Que nous disent les 20 000 baptisés de Pâques ?

Dans la nuit de Pâques, plus de 20 000 adultes et adolescents ont été baptisés en France, dont 2 à Chaville. La Conférence des évêques de France fait régulièrement des enquêtes pour mieux connaitre et comprendre ces personnes et ainsi mieux les accueillir. Dans l’enquête de cette année, je vous propose de retenir quelques points qui peuvent plus directement concerner, ou interpeller, notre paroisse :

v40% des néophytes identifient « une épreuve de la vie comme point de départ d’une quête de sens » pour laquelle ils ont trouvé une réponse dans la foi catholique.

Je retiens de ce chiffre l’importance des relations interpersonnelles et du témoignage que nous portons de l’espérance qui nait de notre foi : si le Christ est bien ressuscité, alors notre vie a un sens, nous sommes libérés de la tentation de l’absurde, du nihilisme. Et si nous ne sommes évidemment pas plus épargnés par la souffrance que les autres, nous avons cependant de bonnes raisons de croire qu’elle n’aura pas le dernier mot. Quelle espérance magnifique portons-nous ! Quel devoir immense avons-nous aussi d’en témoigner, et pour cela de prendre les moyens de rendre notre témoignage audible et compréhensible ! J’ai parfois l’impression que nous souffrons du syndrome d’Obelix, peu conscients du trésor que nous portons par notre foi…

vPrès d’un tiers a « vécu une expérience spirituelle forte ».

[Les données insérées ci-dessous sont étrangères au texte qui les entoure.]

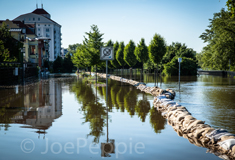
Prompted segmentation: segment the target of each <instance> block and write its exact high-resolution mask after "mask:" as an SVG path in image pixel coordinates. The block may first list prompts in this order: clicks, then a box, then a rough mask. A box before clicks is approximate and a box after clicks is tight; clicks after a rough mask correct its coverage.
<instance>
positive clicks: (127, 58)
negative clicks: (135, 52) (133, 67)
mask: <svg viewBox="0 0 235 160" xmlns="http://www.w3.org/2000/svg"><path fill="white" fill-rule="evenodd" d="M134 52H135V43H134V42H133V41H132V40H130V42H129V43H128V44H127V45H126V46H125V48H124V52H123V53H124V60H125V62H126V63H127V64H128V65H129V66H130V67H133V66H134V65H135V64H136V62H137V60H136V57H135V54H134Z"/></svg>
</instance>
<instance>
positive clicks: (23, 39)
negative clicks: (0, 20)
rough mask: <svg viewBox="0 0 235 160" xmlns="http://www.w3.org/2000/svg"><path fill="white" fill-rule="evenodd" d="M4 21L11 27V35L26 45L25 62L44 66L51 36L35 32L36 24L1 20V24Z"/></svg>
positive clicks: (10, 32)
mask: <svg viewBox="0 0 235 160" xmlns="http://www.w3.org/2000/svg"><path fill="white" fill-rule="evenodd" d="M3 22H4V23H5V24H6V25H7V28H9V31H10V33H11V36H12V37H13V38H14V39H16V40H18V41H20V42H21V43H23V47H24V50H23V52H24V56H23V57H24V62H31V63H36V64H38V66H39V67H43V66H44V61H45V60H47V59H48V49H49V48H48V43H49V40H50V39H49V38H47V37H37V35H36V34H35V25H34V24H24V23H23V22H21V21H10V20H9V19H7V20H5V21H0V26H1V25H2V24H3Z"/></svg>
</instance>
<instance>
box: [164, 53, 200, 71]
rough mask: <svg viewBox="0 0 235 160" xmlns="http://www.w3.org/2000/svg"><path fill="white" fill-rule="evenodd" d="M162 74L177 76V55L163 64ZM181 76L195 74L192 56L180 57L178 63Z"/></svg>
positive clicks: (195, 69)
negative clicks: (188, 57)
mask: <svg viewBox="0 0 235 160" xmlns="http://www.w3.org/2000/svg"><path fill="white" fill-rule="evenodd" d="M163 74H165V75H167V76H177V75H178V74H179V62H178V57H177V56H175V57H174V58H173V59H172V60H171V61H170V62H169V63H167V64H165V65H164V70H163ZM180 75H181V76H192V75H197V63H196V60H193V59H192V58H187V57H182V62H181V64H180Z"/></svg>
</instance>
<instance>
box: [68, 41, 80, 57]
mask: <svg viewBox="0 0 235 160" xmlns="http://www.w3.org/2000/svg"><path fill="white" fill-rule="evenodd" d="M80 46H81V44H79V43H76V44H71V45H69V47H68V53H70V54H71V55H73V54H74V53H75V52H76V50H77V48H78V47H80Z"/></svg>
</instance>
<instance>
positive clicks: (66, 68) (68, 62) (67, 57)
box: [63, 52, 73, 73]
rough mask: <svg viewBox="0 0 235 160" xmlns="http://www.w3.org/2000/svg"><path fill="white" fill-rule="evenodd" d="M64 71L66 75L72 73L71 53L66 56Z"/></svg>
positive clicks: (64, 58)
mask: <svg viewBox="0 0 235 160" xmlns="http://www.w3.org/2000/svg"><path fill="white" fill-rule="evenodd" d="M63 69H64V72H66V73H72V69H73V62H72V59H71V55H70V53H69V52H68V53H67V54H66V55H65V58H64V60H63Z"/></svg>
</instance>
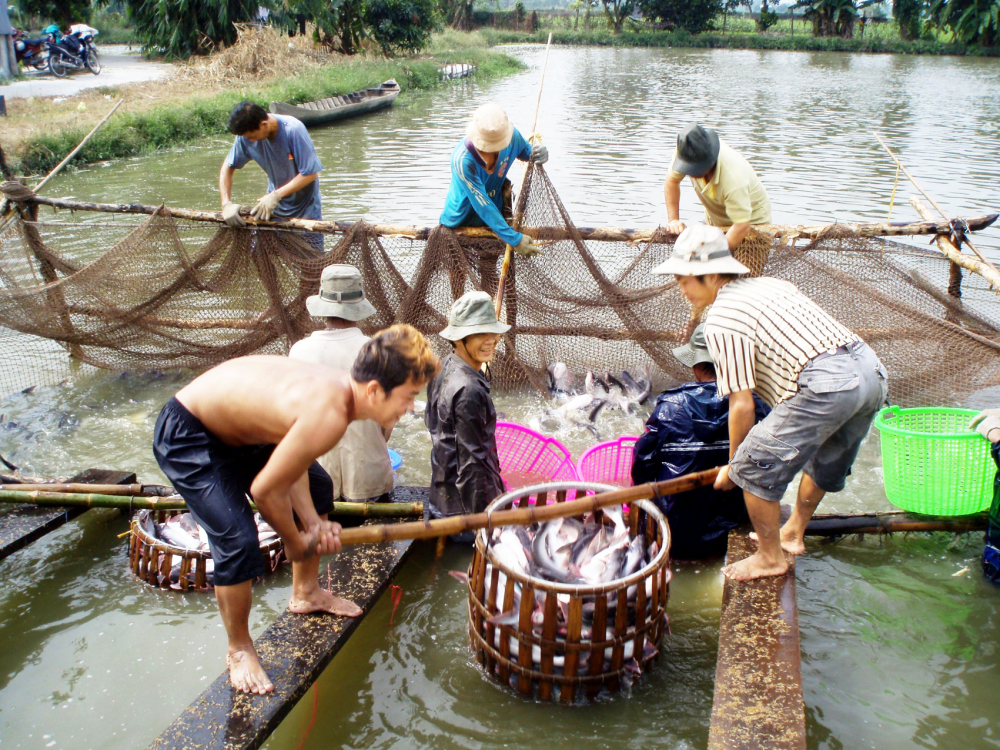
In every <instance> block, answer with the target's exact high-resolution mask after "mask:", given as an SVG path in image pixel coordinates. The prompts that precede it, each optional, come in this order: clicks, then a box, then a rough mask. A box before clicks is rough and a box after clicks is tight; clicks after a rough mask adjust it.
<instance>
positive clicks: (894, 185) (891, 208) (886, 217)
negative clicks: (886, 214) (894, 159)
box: [885, 163, 899, 221]
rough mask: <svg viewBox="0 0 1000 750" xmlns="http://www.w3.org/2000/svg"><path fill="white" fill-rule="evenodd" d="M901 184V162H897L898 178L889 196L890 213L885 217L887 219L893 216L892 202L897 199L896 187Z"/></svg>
mask: <svg viewBox="0 0 1000 750" xmlns="http://www.w3.org/2000/svg"><path fill="white" fill-rule="evenodd" d="M898 186H899V164H898V163H897V164H896V180H895V182H893V183H892V195H890V196H889V215H888V216H886V217H885V220H886V221H889V220H890V219H891V218H892V204H893V203H894V202H895V200H896V188H897V187H898Z"/></svg>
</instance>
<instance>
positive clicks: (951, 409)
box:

Cela dit l’importance, d’une part, que nous sachions proposer des temps de prière, des liturgies, variées et de qualité. Et d’autre part, que nous sachions inviter et accompagner les non-chrétiens de notre entourage à venir vivre ces temps spirituels avec nous : inviter ne dérange pas ; cela ouvre une perspective.

v23% partagent qu’un élément déclencheur de leur cheminement de foi a été « l’émotion provoquée par la beauté d’un lieu de culte ».

J’en retiens l’importance essentielle de cultiver le beau dans nos églises et dans nos liturgies, et de nous en donner les moyens : rendre nos églises toujours plus belles et pas seulement fonctionnelles ; donner toute sa place à l’art – y compris au meilleur des créations contemporaines ; se soucier du fait que nos églises soient propres, bien rangées, accueillantes, accessibles, bien fleuries…

Occasion pour moi de rendre grâce pour toutes personnes qui s’engagent pour cela, avec une grande générosité de cœur et beaucoup de savoir-faire !

Sur ce sujet de la place du patrimoine (au sens large de notre héritage et de notre culture) dans le cheminement de foi des catéchumènes, une étude plus précise de 2024 le dit avec beaucoup de force : notre patrimoine, y compris immatériel, notre Tradition et nos traditions, la stabilité et l’enracinement du Magistère attirent ceux qui demandent le baptême. 37% disent avoir été saisis par une impression de dépassement ouvrant à la transcendance. Libérons-nous donc de tout complexe ou de course à l’échalotte derrière la mode ou l’esprit du monde et assumons avec une joie paisible le meilleur de ce que nous avons reçu pour le transmettre à notre tour !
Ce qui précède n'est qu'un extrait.